VisitBritain Extends its Reach to New GCC Markets
This was published under the 2010 to 2015 Conservative and Liberal Democrat coalition government
Visits from the GCC to the UK show a 30% increase while spend doubles over the last 5 years
Early this week, VisitBritain concluded a series of meetings with its strategic partners and key market influencers in Saudi Arabia and Qatar to consult on Britain’s recently launched tourism growth strategy for the GCC Region.
Building on Britain’s strong position and historic connections in the GCC, VisitBritain’s Director of Strategy and Communications, Patricia Yates, alongside Regional Manager for Asia Pacific and Middle East, Sumathi Ramanathan, met with officials from the UK Embassies, British Council, UK Border Agency and UK Trade and Investment as well as decision makers in the travel and tourism industry in Riyadh and Doha to gain their input on Britain’s new Tourism Growth Strategy launched last April.
Tourism plays a major role in the UK economy. It contributes £115 billion (equivalent to AED 656 billion) to UK GDP, and provides employment for 2.6 million people. In 2012, the UK enjoyed a record year where £18.6 billion (equivalent to AED 106 billion) were injected into the economy from overseas visitors, of which £1.2 (equivalent to AED 6.8 billion) came from the GCC countries.

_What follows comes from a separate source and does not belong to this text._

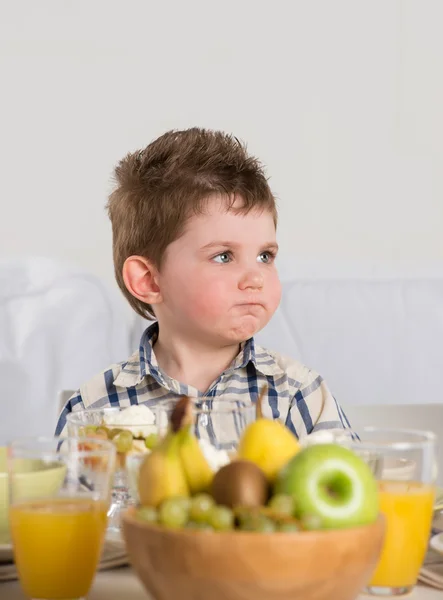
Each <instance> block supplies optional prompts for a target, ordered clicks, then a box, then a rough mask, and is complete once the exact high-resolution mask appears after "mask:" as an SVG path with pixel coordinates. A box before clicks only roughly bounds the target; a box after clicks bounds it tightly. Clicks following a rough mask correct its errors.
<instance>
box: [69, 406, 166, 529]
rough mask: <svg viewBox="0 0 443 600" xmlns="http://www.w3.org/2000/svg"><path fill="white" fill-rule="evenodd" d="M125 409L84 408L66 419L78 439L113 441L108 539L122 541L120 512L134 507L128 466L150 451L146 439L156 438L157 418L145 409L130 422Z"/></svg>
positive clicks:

Accordingly, a key component of the growth strategy involved plans for VisitBritain to expand its activities in the GCC region including moving its regional hub to Dubai. A move that will enable VisitBritain to reach across key cities in its main resource markets including Dubai, Abu Dhabi, Riyadh, Jeddah, Kuwait City and Doha. These markets are becoming increasingly important, representing 22% of the total spend from Asia Pacific and Middle East countries.
VisitBritain conducted a similar consultation late last year, whereby it gathered responses from market influencers and its strategic partners that helped shape the new strategy. Similarly, VisitBritain is now revisiting with the same industry partners with the ambition that it will deliver a more effective strategy in the Region by engaging with key decision makers on territory.
Michael O’Neill, HM Ambassador to Qatar, stated: “We are delighted to welcome visitors from across the world to Britain. It was great to see the increase in visitor numbers in 2012 for Her Majesty the Queen’s Diamond Jubilee and the London Olympic and Paralympic Games. We want that growth to continue. We will continue to work on practical steps for that, including seeking ways to improve our visa arrangements. The British Embassy is committed to work closely on these issues with VisitBritain, the British Council and our partners in Qatar.”
Patricia Yates, VisitBritain’s Director of Strategy and Communications, said: “Tourism is a main pillar in our Government’s economic growth strategy. It adds £115 billion (equivalent to AED 656 billion) to our economy annually, and it is our priority to ensure we retain a competitive edge over other destinations around the world.”
“With the GCC countries signifying great potential for inbound visits to Britain, a larger network in this Region will enable VisitBritain to engage more effectively with our key segments, high spending Arab families and the increasingly important youth market,” added Yates.
Ayman Morrar, the General Manager of Aamal Travel, who was present at the consultation meeting in Qatar, commented: “It was a great chance for us to touch base with VisitBritain’s team and get updated on the efforts and activities conducted in the GCC Region in general and specifically in Qatar. We have shared our views on some of the challenges and obstacles as well as the opportunities. We all agreed that we should creatively offer some of the many different products and places that Britain has to offer that may cater to different types of holidays in addition to the main attraction, London of course. The meeting was very constructive in terms of unifying our efforts and approach to maximize business to UK, and we thank VisitBritain for the initiative.”